We also ran Triangle without choosing the first move ("22"); this run produces 1550 solutions, half of them mirror images of the other half. However, this run took only 0.12=0.07+0.05 seconds--less than twice as long as the normal run. The savings become clear when *table* is examined; after this run, *table* has 1651 entries, of which 190 are non-null, with an average list-length of about 2. The constructed winning lists use 9656 cons cells in addition to the 1550 cells required for the list of winning lists. Thus, we can generate all of the solutions to Triangle 120 times faster than the Cray-1 produces only half of them using the old algorithm.

E. RESULTS

The bit-vector and memoizing optimizations improve Triangle by more than two orders of magnitude. With but a day's work on the 40MHz 80860-based OKIstation, we achieved a Triangle time of 0.07 second, which is 206 X faster than the Cray-1 on the old benchmark. Although our version of Triangle uses a memo table implemented as a simple vector, this table requires 128Kbytes and is only 4% full, so a smaller true hash table might actually be faster so long as the entire table fits in the cache.

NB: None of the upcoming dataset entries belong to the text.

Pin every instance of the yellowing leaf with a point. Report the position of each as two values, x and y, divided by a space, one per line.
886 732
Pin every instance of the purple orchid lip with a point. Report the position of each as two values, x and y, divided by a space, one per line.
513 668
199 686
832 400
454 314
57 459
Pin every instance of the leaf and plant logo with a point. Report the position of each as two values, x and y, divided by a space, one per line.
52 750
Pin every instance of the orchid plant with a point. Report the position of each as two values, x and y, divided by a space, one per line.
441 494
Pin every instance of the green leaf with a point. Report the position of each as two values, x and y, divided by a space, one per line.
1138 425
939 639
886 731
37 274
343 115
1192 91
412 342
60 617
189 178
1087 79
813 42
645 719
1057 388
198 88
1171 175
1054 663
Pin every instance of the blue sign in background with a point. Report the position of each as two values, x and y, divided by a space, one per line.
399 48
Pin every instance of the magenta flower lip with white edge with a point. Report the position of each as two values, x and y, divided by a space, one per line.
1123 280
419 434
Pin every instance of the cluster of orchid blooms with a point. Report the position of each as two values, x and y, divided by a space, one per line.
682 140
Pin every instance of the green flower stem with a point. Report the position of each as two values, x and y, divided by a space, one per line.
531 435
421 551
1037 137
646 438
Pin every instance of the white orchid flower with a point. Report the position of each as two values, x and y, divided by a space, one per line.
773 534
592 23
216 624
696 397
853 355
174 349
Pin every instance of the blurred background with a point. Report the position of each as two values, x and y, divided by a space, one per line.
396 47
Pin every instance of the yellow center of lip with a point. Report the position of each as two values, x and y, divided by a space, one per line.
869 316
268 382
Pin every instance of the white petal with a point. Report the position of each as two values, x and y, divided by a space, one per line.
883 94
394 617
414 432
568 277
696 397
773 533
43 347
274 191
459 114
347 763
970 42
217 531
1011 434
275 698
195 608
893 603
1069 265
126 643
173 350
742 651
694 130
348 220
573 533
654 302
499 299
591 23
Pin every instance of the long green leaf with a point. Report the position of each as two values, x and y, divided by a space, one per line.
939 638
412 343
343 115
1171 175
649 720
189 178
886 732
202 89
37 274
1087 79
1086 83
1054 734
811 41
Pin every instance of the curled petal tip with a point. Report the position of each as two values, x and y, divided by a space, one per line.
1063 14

Unfortunately, our reductions in memory utilization have destroyed the usefulness of this benchmark, because the memoized Triangle benchmark will fit entirely within the on-chip cache of the next generation microprocessors.

The success of memoization shows that almost all of the parallel processes in the parallel implementations of Triangle are performing identically the same computation, hence the Triangle benchmark is worthless for estimating parallelism in real (i.e., highly optimized) applications. In a sense, memoization is the most powerful of all parallel programming techniques, because one processor simulates the execution of many processes with a single execution!

F. REFERENCES

Anderson, J.Wayne, et al. "Implementing and Optimizing Lisp for the Cray". IEEE Software (July 1987),74-83.

[Baker90] Baker, H.G. "Efficient Implementation of Bit-vector Operations in Common Lisp". ACM Lisp Pointers 3,2-3-4 (April-June 1990), 8-22.

Bird, R.S. "Tabulation Techniques for Recursive Programs". ACM Comp. Surv. 12,4 (Dec. 1980),403-417.

Gabriel, R.P. Performance and Evaluation of Lisp Systems. MIT Press, Camb., MA, 1985.

Keller, R.M., and Sleep, M.R. "Applicative Caching". ACM TOPLAS 8,1 (Jan. 1986),88-108.

[Steele90] Steele, Guy L. Common Lisp, The Language; 2nd Ed. Digital Press, Bedford, MA, 1990,1029p.

[1] Modern RISC architecture performance numbers are closing in on the Cray-1, and better Cray-1 numbers are available [Anderson87], but these do not invalidate our conclusions.